Non, le choix n’est pas entre la bourse et la vie, entre l’économique et le sanitaire, entre la récession et même la dépression économique, et la mort par Covid-19. Si nous sacrifions l’économie, nous aurons aussi les morts, et nous risquons même d’en avoir plus que si nous n’avions procédé à aucun confinement. Bien entendu, cette dernière hypothèse est exclue, et même ceux qui l’avaient envisagé, comme les Pays-Bas ou le Royaume-Uni, dans l’espoir légitime d’obtenir une immunité collective et de sauvegarder l’économie, ont dû y renoncer.
Edouard Phillipe nous dit que le confinement a pour objet de préserver la santé des Français. Mais sa prolongation risque de ruiner cette même santé, en même temps qu’il ruinera les Français.
Alors que l’on apprend que la contamination au coronavirus pourrait ne pas conférer une immunité, et que l’on pourrait donc contracter plusieurs fois la maladie, la leçon du professeur Philippe est donc qu’on ne reviendra pas de si tôt à la vie d’avant, au monde d’avant, et qu’il faudra, si l’on veut retourner au travail et relancer vigoureusement l’économie, se protéger avec des mesures barrière plus nombreuses et plus rigoureuses que celles actuellement en vigueur. Nous y avons déjà consacré plusieurs articles et nous y reviendrons encore et encore, car cela est aujourd’hui notre horizon commun et le principal challenge de la France.
Seule bonne nouvelle de la soirée : après des mois de combat, qui avait des airs de guerre de religion, le gouvernement a enfin intégré le port des masques dans les gestes barrière ! Un goût de victoire à la Pyrrhus mais c’est déjà cela de gagné pour la prochaine bataille du déconfinement.
Le gouvernement se doit d’être efficace sur le plan sanitaire, mais aussi équitable sur le plan économique et social. Ainsi, on peine à comprendre la logique sanitaire qui consiste à interdire l’ouverture de tous les commerces capables d’organiser des mesures barrière indispensables, alors que dès le 11 mai, les foules vont s’entasser dans les transports en commun.

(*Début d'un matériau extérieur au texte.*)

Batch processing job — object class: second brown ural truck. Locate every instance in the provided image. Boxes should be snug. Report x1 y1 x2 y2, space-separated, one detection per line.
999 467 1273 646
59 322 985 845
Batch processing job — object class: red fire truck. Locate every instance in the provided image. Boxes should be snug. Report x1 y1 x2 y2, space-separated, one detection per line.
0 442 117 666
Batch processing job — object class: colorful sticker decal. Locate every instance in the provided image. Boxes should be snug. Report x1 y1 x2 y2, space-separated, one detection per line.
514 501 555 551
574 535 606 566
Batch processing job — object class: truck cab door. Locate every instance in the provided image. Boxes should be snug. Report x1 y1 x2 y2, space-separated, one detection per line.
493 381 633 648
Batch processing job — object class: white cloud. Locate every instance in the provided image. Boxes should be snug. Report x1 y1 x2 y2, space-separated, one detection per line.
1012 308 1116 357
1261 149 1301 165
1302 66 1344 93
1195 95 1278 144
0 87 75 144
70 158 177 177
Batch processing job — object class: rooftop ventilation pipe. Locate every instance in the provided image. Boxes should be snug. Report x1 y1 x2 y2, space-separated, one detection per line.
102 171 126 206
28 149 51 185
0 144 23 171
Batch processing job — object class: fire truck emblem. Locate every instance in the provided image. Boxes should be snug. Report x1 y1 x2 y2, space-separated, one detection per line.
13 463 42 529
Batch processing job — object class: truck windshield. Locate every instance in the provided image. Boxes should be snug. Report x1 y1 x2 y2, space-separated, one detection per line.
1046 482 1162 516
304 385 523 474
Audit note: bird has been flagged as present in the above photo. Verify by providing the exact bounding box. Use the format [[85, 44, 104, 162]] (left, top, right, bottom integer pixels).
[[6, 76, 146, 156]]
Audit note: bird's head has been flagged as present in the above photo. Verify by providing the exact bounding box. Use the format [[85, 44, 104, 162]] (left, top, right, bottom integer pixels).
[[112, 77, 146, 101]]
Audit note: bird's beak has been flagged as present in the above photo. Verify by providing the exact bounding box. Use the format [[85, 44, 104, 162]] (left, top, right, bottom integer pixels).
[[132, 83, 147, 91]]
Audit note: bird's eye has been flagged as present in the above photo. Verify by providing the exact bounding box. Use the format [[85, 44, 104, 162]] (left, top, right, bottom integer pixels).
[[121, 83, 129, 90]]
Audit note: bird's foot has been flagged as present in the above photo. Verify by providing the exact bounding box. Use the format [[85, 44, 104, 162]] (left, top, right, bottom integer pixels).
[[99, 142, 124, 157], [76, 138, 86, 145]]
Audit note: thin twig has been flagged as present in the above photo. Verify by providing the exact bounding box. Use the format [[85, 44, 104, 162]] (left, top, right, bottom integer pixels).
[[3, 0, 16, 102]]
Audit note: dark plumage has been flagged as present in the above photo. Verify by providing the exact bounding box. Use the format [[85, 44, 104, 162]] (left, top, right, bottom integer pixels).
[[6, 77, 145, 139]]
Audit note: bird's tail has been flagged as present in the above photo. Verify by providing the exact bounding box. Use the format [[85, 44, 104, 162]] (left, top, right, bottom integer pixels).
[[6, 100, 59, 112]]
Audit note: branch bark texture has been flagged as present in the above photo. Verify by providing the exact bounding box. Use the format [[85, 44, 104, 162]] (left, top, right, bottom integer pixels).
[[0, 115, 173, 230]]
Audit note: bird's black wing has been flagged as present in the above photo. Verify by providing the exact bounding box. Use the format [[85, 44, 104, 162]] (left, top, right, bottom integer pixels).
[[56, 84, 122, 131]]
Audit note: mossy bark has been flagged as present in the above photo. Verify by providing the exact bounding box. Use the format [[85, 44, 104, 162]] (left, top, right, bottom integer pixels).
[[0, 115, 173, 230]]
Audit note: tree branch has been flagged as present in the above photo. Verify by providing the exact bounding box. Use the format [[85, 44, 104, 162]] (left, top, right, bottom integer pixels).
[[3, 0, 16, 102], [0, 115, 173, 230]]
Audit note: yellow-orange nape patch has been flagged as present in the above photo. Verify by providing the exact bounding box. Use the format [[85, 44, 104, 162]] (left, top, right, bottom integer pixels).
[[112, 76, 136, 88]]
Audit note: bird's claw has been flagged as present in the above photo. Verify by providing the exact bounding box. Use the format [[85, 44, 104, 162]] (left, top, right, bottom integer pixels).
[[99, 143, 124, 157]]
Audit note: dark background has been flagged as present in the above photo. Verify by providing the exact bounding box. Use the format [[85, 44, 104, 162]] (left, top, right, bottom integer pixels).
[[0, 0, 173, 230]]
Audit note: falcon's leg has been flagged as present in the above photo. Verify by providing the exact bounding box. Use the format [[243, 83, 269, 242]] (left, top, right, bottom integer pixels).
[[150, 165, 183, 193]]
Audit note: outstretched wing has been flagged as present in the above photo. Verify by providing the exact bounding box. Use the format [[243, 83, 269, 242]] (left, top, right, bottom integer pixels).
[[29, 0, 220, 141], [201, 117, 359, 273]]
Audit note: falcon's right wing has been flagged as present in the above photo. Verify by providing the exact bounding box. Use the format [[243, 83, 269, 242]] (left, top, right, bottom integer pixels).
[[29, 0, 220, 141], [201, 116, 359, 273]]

Mesures et gestes barrière (dont le port du masque et la désinfection des mains et des surfaces) donc, mais aussi tests de dépistage de toutes les personnes présentant des symptômes du Covid-19, pour les isoler à leur domicile ou à l’hôtel. À entendre Olivier Véran lors de la conférence de presse du 18 avril, telle est désormais la politique du gouvernement. Mieux vaut tard que jamais, à condition toutefois d’être en mesure de la mettre en œuvre. Le passé et le passif du gouvernement nous conduisent à en douter. On se demande, par exemple, ce qu’on attend pour imposer une prise de température à l’entrée de tous les lieux accueillant du public, suivie d’un dépistage immédiat des fiévreux. Tant de pays le font déjà. On s’interroge donc sur la capacité de pratiquer un dépistage comparable à ce qui se fait chez nos voisins.
L’urgence absolue est de cesser d’opposer l’approche économique et l’approche sanitaire, et de penser que sacrifier la première n’entrainerait pas la faillite de la seconde. Les Français doivent être bien conscients qu’Édouard Philippe ne peut en même temps annoncer que nous sommes au début d’une crise économique brutale et faire comme si l’État allait en compenser tous les effets, pour tout le monde, de sorte qu’une récession de 10 % ne serait qu’une statistique sans effet sur la vie des gens.
Combien de morts a fait la crise économique de 1929, alors que celle qui s’amorce avec le confinement en cours est considérée comme plus grave encore ? Sans doute est-il difficile de répondre à cette question, car en soi, une crise économique n’est pas une maladie. Mais rappelons qu’elle contribua grandement à l’avènement d’Adolf Hitler. La suite, nous la connaissons : 60 millions de morts. En France, la récession actuelle est la plus forte depuis…1945. De quoi méditer, mesdames et messieurs les professeurs.